Хидэёси. Строитель современной Японии - страница 13

стр.

Как все благородные мужи или те, кто претендует на это звание, Нобунага любил пить чай, ценя его тонизирующие свойства. Токити поразмыслил, повертелся вокруг монаха, которому обычно поручалось готовить чай, — когда-то, в XIII в., именно монахи приучили феодалов к употреблению этого напитка, — ив конце (юнцов попал к нему в обучение. Он приложил к этому делу энергию и сообразительность, присущие ему, и наконец приобрел определенный талант. Однажды Нобунага, похвалив вкус особо удавшегося напитка, с изумлением узнал, что его изготовитель — не кто иной, как надоедливый «подносчик сандалий», его слуга с лицом обезьяны, которого он считал неспособным на такую утонченность. Он выразил любопытство, позабавился, понасмешничал и в конце концов пригласил Токити. Тогда последний, наконец оказавшись лицом к лицу с господином в достойном положении, разоблачил перед ним измену мнимого архитектора, открыл масштабы нависшей угрозы и коалиций, готовых ринуться в бреши оборонительной системы.

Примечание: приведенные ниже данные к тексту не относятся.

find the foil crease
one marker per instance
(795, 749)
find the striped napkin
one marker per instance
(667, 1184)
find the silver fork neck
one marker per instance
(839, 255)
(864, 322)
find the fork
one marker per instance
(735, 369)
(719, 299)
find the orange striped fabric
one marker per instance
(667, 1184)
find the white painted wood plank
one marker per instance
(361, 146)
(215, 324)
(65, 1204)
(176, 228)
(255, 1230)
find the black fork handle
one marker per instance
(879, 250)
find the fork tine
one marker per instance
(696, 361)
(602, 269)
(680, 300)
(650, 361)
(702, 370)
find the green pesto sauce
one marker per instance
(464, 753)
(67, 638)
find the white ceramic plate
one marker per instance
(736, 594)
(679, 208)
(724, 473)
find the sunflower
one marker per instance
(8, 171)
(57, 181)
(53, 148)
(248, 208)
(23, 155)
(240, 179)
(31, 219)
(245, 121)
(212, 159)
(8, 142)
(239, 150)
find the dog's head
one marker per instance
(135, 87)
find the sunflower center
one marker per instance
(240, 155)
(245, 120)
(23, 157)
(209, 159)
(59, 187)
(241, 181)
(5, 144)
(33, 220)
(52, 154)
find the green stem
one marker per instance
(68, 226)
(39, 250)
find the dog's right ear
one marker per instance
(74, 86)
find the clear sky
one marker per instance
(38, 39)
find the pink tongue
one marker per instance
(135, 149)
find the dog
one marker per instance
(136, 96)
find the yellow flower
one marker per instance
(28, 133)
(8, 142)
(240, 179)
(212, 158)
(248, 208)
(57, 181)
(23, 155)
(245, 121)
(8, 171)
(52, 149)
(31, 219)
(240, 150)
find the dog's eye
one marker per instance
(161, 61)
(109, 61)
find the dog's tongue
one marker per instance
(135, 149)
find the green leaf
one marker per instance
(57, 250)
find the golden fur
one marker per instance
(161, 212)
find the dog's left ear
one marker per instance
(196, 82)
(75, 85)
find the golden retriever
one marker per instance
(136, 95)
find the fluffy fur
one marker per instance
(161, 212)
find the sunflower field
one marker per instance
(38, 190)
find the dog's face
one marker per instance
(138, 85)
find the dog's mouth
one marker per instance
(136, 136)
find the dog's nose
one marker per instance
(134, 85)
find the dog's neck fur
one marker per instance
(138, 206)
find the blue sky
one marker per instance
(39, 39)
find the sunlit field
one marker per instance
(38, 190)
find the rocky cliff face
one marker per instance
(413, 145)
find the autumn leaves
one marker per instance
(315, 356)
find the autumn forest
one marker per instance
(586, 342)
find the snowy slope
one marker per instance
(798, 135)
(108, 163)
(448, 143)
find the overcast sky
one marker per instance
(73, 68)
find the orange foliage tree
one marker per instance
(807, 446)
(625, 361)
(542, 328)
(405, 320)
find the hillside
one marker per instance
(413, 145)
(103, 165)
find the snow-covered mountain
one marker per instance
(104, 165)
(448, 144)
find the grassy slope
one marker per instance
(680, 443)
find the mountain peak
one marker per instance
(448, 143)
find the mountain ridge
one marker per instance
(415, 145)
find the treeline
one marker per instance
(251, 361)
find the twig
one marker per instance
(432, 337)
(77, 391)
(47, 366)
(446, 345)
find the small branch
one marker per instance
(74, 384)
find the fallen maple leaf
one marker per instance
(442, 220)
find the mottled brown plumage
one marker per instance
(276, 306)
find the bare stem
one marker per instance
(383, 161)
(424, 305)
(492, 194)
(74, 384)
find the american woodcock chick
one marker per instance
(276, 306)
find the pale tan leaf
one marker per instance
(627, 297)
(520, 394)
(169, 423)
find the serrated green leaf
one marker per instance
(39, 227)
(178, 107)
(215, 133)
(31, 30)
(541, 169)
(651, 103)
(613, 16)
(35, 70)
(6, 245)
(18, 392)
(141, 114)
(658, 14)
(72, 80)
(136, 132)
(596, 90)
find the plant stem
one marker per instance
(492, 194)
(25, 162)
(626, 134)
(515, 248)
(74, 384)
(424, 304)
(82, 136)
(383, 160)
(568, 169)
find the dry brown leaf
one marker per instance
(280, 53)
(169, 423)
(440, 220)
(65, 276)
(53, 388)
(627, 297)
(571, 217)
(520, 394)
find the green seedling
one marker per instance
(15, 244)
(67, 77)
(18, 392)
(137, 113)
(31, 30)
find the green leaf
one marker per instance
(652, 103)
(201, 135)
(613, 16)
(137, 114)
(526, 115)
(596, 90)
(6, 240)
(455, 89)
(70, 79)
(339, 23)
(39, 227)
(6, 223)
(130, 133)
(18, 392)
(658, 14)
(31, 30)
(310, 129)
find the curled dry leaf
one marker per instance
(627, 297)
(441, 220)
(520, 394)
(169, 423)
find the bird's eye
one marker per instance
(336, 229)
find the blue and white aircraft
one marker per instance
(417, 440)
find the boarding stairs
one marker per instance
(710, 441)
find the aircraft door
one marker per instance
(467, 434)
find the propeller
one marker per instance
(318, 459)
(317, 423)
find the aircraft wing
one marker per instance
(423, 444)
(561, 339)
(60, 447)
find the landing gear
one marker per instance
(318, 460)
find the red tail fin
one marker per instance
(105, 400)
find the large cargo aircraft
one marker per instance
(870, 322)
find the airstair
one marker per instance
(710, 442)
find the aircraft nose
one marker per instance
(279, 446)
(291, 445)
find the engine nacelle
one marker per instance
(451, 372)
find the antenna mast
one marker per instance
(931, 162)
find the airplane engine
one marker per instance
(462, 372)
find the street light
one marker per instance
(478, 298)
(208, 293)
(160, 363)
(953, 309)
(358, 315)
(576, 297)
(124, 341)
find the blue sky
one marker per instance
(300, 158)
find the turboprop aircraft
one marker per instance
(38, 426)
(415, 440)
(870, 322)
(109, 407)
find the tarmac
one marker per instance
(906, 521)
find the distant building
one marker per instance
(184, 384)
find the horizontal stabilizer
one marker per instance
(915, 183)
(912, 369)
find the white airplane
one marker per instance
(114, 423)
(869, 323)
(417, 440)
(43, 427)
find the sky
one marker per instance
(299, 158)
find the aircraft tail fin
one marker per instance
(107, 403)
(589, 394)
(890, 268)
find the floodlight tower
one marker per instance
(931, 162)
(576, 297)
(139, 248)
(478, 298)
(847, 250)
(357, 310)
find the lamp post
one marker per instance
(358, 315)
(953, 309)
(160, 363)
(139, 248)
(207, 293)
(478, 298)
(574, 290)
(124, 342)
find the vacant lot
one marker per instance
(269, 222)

Надо ли в это верить на полном серьезе? Каким бы театральным и сомнительным этот эпизод ни был, он походит на правду. В феодальном обществе того времени напрямую со своим господином никогда не говорили. Лишь чайный ритуал, благодаря связи с монастырской общиной, находящейся за пределами мирского общества, частично нивелировал социальные различия и допускал некоторую фамильярность. Но право организовывать чайную церемонию от собственного имени и самому приглашать гостей было большой привилегией, которую, если ты рыцарь, надо было получать от своего господина: Нобунага дождется 1578 года и завоевания земли Харима (в современной префектуре Хёго), прежде чем пожаловать Токити эту честь! Благодаря этим социальным причинам вкупе, с чисто эстетическими, у Токити возникнет выраженное пристрастие к чайной церемонии.

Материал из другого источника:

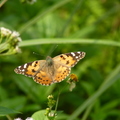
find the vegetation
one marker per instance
(52, 27)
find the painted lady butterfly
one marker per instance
(51, 70)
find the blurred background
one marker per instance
(71, 19)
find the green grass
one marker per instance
(55, 27)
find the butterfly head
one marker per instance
(49, 61)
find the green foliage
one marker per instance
(52, 27)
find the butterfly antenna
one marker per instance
(52, 49)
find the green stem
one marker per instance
(111, 79)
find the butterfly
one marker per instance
(51, 70)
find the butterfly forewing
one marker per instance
(30, 69)
(51, 70)
(70, 59)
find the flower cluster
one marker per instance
(9, 41)
(49, 112)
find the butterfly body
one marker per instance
(51, 70)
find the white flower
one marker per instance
(5, 32)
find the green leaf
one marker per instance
(40, 115)
(5, 111)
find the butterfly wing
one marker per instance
(37, 70)
(30, 69)
(64, 62)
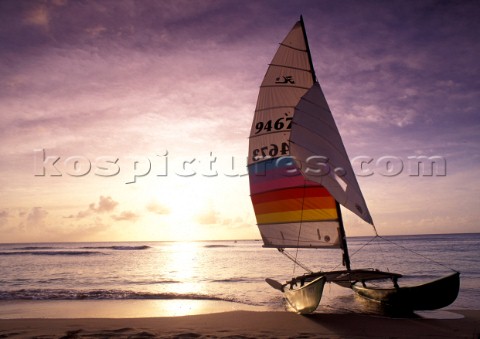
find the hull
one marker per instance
(429, 296)
(305, 299)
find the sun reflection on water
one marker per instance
(183, 267)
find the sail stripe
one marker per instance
(295, 204)
(297, 216)
(309, 235)
(291, 193)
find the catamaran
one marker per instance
(300, 174)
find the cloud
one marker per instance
(38, 16)
(157, 208)
(210, 217)
(36, 216)
(126, 216)
(105, 204)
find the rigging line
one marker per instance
(419, 254)
(289, 256)
(300, 226)
(366, 244)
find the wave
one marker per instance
(54, 294)
(232, 280)
(72, 253)
(33, 248)
(118, 248)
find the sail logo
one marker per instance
(285, 79)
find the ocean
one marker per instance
(230, 272)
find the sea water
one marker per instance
(222, 271)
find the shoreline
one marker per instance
(248, 324)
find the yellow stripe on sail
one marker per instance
(296, 216)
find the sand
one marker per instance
(249, 324)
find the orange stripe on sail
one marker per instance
(296, 216)
(295, 204)
(291, 193)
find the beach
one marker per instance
(249, 324)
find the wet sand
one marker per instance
(250, 324)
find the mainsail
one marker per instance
(298, 167)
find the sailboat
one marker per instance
(300, 174)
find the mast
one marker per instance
(314, 77)
(343, 239)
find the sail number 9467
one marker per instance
(277, 125)
(270, 151)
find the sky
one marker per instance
(129, 120)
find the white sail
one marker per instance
(316, 144)
(291, 210)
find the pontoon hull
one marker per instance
(305, 299)
(429, 296)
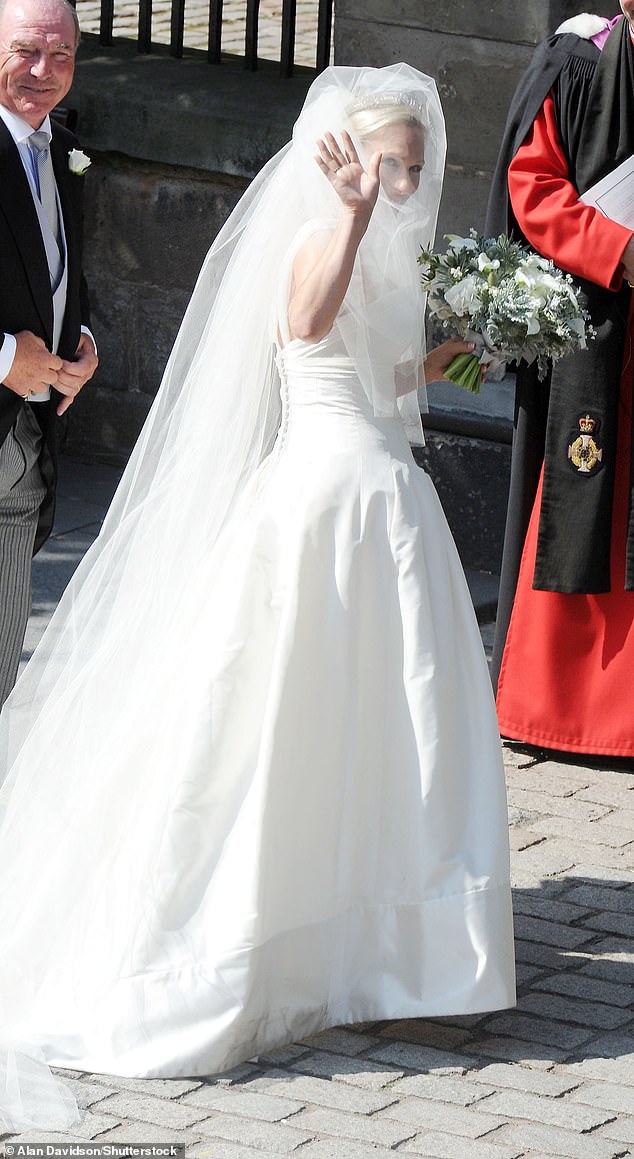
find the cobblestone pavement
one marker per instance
(552, 1078)
(196, 30)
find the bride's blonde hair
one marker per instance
(369, 118)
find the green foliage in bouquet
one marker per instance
(508, 299)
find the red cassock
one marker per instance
(567, 676)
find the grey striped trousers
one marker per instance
(22, 491)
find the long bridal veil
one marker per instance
(96, 726)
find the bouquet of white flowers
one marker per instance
(507, 299)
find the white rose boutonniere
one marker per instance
(78, 161)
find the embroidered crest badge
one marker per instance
(584, 453)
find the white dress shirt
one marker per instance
(21, 132)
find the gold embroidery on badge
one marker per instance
(583, 452)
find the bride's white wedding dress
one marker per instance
(293, 813)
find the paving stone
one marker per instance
(621, 1130)
(94, 1123)
(283, 1056)
(441, 1088)
(322, 1093)
(617, 949)
(522, 838)
(609, 793)
(559, 806)
(422, 1113)
(221, 1149)
(587, 988)
(252, 1103)
(611, 923)
(342, 1149)
(547, 909)
(533, 1055)
(442, 1035)
(370, 1129)
(418, 1058)
(342, 1042)
(573, 1010)
(595, 831)
(549, 933)
(554, 1141)
(553, 1112)
(548, 780)
(160, 1088)
(162, 1112)
(86, 1093)
(523, 1026)
(526, 974)
(592, 873)
(358, 1071)
(607, 1095)
(523, 1078)
(278, 1138)
(606, 1058)
(556, 855)
(437, 1145)
(603, 897)
(551, 957)
(144, 1134)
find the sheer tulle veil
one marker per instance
(97, 722)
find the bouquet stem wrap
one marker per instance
(507, 299)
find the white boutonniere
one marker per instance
(78, 161)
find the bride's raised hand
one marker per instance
(355, 187)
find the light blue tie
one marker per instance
(39, 145)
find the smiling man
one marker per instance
(46, 351)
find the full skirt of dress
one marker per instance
(292, 814)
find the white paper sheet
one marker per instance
(614, 195)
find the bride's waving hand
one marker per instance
(322, 269)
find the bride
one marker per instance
(254, 784)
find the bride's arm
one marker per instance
(435, 365)
(323, 267)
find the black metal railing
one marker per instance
(215, 26)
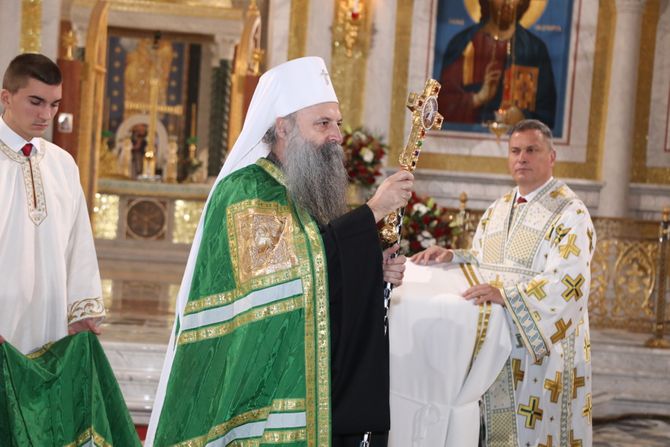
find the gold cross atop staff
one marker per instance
(424, 117)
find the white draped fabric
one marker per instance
(435, 383)
(48, 265)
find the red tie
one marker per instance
(27, 149)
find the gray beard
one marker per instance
(316, 178)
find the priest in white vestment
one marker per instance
(50, 278)
(533, 247)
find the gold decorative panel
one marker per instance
(351, 41)
(31, 26)
(105, 216)
(623, 274)
(186, 217)
(215, 9)
(641, 172)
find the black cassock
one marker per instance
(359, 347)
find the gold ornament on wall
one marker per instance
(31, 26)
(352, 28)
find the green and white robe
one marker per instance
(248, 362)
(539, 255)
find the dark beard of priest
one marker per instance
(316, 177)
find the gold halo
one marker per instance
(535, 11)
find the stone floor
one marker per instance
(632, 431)
(631, 384)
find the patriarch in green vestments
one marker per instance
(279, 335)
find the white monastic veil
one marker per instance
(284, 89)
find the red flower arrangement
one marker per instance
(364, 153)
(425, 224)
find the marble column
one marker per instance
(10, 32)
(618, 151)
(51, 28)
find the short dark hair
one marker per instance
(30, 65)
(486, 10)
(531, 124)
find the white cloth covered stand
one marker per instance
(435, 390)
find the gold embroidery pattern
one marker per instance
(484, 313)
(554, 386)
(587, 347)
(494, 248)
(561, 191)
(561, 328)
(40, 352)
(525, 322)
(221, 299)
(517, 371)
(532, 412)
(588, 406)
(589, 233)
(272, 437)
(573, 287)
(316, 319)
(252, 316)
(560, 232)
(574, 442)
(257, 414)
(264, 238)
(86, 308)
(570, 247)
(316, 304)
(522, 245)
(536, 288)
(32, 180)
(88, 435)
(577, 382)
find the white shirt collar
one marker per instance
(531, 195)
(14, 140)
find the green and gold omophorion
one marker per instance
(251, 361)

Он признается в этом в теплых словах, например, в письме (ок. 1580 г.) к Имаи Сокю, мастеру чайной церемонии, которого благодарит за гостеприимство:

…Для меня невозможно выразить, как я оценил Ваше внимание. В довершение всего, я был счастлив возможностью вдоволь созерцать принадлежности для чайной церемонии и внимать Вашей мирной беседе.

Не могу выразить в этом письме всего, что происходит в глубине моего сердца… Я страстно желал Вас видеть и [вот почему] направился непосредственно к Вам, и оставался у Вас долгое время, не тревожась тем, что мой визит мог затруднить ваших слуг…

(Boscaro. Р. 8–9.).

Но с годами он усвоит здесь вкус к избыточности или излишеству — как в роскоши, так и в скромности, что вызывалось скорей желанием подчеркнуть свою позицию, совершить политическую акцию, чем страстью к эстетике. Он охотно шел на кощунственную дерзость, словно законы, обычаи были писаны не для него: разве не осмелился он однажды — как говорили, — признаться Нобунага, что попробовал его чай, прежде чем ему преподнести? Такой поступок, даже продиктованный лучшими побуждениями, в отношении господина, известного неистовыми и обычно кровавыми припадками гнева, мог оказаться гибельным. Но, надо полагать, эта дерзость, выражавшая мелкое тщеславие, но при том готовность к любому испытанию, как раз понравилась Нобунага — после этого инцидента господин и слуга с явным энтузиазмом принялись за организацию одной из тех сложных интриг, дух которых был заимствован из древнекитайской стратегии. В самом деле, самураи были без ума от истории древнего Китая — конца раннего царства, так называемой эпохи «Воюющих царств» (475–221 гг. до н. э.), или же конца империи Хань, когда в III веке нашей эры огромная территория Китая разделилась на «Три царства» (220–260 гг. и. э.). Политики, философы и тактики, военные хитрости, союзы, без конца заключаемые и нарушаемые, — вся эта история была неисчерпаемым источником примеров, справочных ситуаций, а еще в большей мере правилами игры для японских воинов.

Вместо того чтобы грубо разоблачать Куродзиро, мнимого архитектора, Нобунага и Токити в свою очередь придумали ловкую махинацию. Помимо уничтожения предателя, которое должно было стать предлогом, они решили столкнуть между собой два клана, враждебных Ода: это были, разумеется, Имагава, но заодно и Ямагути. Заговорщики не брезговали поддельными письмами, которые диктовал Нобунага и которые должны были разъярить представителя той или другой стороны, не пожалели неповинного гонца, чьих жену и детей Токити на всякий случай взял в заложники; клан Имагава, покинутый своими баронами, которые поверили в мнимую измену, — в 1560 г. был разгромлен в битве при Окэхадзама.